高效血管生成抑制剂的设计及其应用的制作方法

文档序号:844223阅读:293来源:国知局
专利名称:高效血管生成抑制剂的设计及其应用的制作方法
技术领域
本发明属生物工程制药技术领域。
血管生成是指从已有的血管衍生、生长出新的血管。血管新生在许多人类重要疾病,如恶性肿瘤、类风湿性关节炎、视网膜和脉络膜血管新生,以及许多皮肤疾病中起着重要作用。抗血管生成治疗,即血管生成抑制疗法,是30年前由Judah Folkman博士率先提出的(Folkman,J.N.Engl.J.Med.,285,1182-1186,1971;Folkman,J.Ann.Surg.,175,409-416,1972)。他提出可以通过切断肿瘤的血液供应,达到消灭肿瘤的目的。在血管生成的过程中,有许多调节因子在发挥作用,如生长因子,细胞外基质分子,细胞膜结合的蛋白质,生长因子受体等。目前正在进行临床实验的抗血管生成药物一血管生成抑制剂,也可因其作用靶分为内皮细胞抑制剂、基质金属蛋白酶抑制剂、血管生成生长因子拮抗剂等。其中最为著名的为Judah Folkman博士实验室发现的血管生成抑制剂angiostatin(O′Reilly,M.S.等,Cell 79,315-328,1994),endostatin(O′Reilly,M.S.等,Cell88,277-285,1997),人纤溶酶原kringle 5(Cao,Y.H.等,J.Biol.Chem.272,22924-22928,1997),以及其它实验室发现的vasostatin,restin,arresten,canstatin,tumstain,prolactin N端16kD片段,troponin I,pigment epithelium derived factor,platelet factor 4等。尽管这些血管生成抑制剂呈现出非常诱人的应用前景,但是其缺陷也非常明显在小鼠动物模型实验时,angiostatin的使用剂量高达上百毫克/公斤体重,endostatin的剂量也为几十毫克/公斤体重,kringle 5的使用剂量也在几十毫克--上百毫克/公斤体重,据估计当这些血管生成抑制剂在人体使用时,使用剂量将达到至少几克/人的剂量。这样大的药物使用剂量势必会增加今后该类药物毒副作用发生的可能性,造成该类药物质量控制难度加大、生产规模和生产成本增大、而且药物价格居高。

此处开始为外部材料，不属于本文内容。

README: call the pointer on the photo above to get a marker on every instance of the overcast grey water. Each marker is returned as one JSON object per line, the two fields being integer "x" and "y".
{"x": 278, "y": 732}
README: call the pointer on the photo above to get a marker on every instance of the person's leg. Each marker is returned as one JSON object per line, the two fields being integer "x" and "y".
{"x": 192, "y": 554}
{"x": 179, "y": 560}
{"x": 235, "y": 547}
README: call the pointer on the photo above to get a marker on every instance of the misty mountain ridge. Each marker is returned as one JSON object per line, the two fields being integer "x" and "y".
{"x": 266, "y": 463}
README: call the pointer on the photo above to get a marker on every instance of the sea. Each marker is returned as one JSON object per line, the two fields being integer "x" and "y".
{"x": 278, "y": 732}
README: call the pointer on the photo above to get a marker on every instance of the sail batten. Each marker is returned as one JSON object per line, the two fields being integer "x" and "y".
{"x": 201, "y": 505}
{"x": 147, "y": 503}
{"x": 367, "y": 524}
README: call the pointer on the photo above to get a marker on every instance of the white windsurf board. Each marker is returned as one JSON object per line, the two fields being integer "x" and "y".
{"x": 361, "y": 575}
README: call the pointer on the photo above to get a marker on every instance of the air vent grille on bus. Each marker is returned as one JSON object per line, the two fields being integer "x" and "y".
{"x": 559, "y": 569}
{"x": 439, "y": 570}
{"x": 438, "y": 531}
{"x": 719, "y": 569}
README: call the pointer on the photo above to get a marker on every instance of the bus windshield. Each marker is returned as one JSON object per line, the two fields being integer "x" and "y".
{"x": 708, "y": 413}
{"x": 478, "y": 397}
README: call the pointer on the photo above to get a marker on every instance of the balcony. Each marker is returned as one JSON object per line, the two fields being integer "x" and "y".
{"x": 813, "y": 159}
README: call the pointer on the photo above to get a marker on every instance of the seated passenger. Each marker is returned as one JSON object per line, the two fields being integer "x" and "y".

整联蛋白(integrin)是由α、β两个亚基组成的跨膜蛋白异二聚体,它们通过和细胞外基质分子的相互作用控制细胞的迁移、分化和增殖。20多种整联蛋白中的大多数分子都能识别含RGD(精氨酸-甘氨酸-天冬氨酸,Arg-Gly-Asp)或NGR(天冬酰胺-甘氨酸-精氨酸,Asn-Gly-Arg)等序列的细胞外基质配基。一些整联蛋白能对血管生成过程起调节作用,针对某些整联蛋白的抗体也被发现具有抑制血管新生的作用。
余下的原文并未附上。